This is a potentially life-saving update that The Debrief describes to us: researchers from Northwestern University (Illinois, United States) have managed to develop a drug commonly used in chemotherapy and transform it into what they describe as a ‘powerful targeted cancer killer’. 5-fluorouracil has undergone an incredible transformation operation since according to scientists, its potency would be multiplied by 10,000 thanks to their work.
This achievement is detailed in a new study, which reveals how scientists developed the new treatment using a nanostructure known as spherical nucleic acid (SNA), allowing the drug to be woven into strands of DNA instead of being delivered through the bloodstream.
The team explains that its new ANS-based drug shows a remarkable ability to penetrate leukemia cells in particular, with an effectiveness up to 12.5 times greater than that of current therapies. This would make the new drug up to 20,000 times more effective against leukemia cells.
Goodbye side effects
More generally, the team reports that its new ANS-based drug can reduce the rate of cancer progression by 59. At the heart of the Northwestern team’s success is the growing field of structural nanomedicine, which allows researchers to exploit the structure and composition of nanomedicines to direct their interactions with our bodies.
Other treatments of this type are currently in the clinical trial phase, which could augur a promising future in the fight against other diseases. For the moment, treatments are only carried out on animals; the human trial phase will therefore be crucial. “This would result in more effective chemotherapy, better response rates and fewer side effects”says Chad A. Mirkin, director of the study, in a press release. “That’s always the goal of any cancer treatment.”

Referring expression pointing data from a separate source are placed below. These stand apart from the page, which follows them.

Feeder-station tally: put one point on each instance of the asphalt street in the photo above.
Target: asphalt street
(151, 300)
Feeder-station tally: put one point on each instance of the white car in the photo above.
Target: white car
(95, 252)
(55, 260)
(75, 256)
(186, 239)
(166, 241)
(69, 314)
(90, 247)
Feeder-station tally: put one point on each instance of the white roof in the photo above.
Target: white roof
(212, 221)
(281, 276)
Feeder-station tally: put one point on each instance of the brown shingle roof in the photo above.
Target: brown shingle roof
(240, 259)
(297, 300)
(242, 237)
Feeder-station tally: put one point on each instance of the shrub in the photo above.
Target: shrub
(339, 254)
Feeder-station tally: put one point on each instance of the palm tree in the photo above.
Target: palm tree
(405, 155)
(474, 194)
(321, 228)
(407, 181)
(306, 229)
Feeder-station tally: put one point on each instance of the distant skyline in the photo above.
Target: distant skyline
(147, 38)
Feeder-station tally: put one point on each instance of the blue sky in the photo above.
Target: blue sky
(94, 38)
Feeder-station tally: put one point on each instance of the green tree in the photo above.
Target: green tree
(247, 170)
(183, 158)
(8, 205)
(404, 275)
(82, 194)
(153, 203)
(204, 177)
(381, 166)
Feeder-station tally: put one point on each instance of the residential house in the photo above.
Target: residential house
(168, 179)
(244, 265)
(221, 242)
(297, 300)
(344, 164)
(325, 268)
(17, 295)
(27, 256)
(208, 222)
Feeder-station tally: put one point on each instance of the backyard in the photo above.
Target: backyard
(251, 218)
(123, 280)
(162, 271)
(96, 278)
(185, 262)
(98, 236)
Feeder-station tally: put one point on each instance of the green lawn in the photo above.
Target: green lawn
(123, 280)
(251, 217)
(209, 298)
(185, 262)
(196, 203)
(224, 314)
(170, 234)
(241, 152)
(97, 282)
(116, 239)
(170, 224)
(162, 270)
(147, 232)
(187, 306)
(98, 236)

If chemotherapy usually has so many side effects, it is in particular because the drugs used are poorly soluble and have difficulty dissolving in the blood in order to penetrate the cells. This was the case for classic 5-fluorouracil, but the scientific team had the idea of using ANS to get around the problem and directly incorporate the molecule into the DNA strands.
“Instead of having to force their way into cells, ANS are naturally picked up by these receptors”summarizes Chad A. Mirkin in a press release. A gentle foray that could well lead to a revolution in the fight against cancer and other invasive diseases.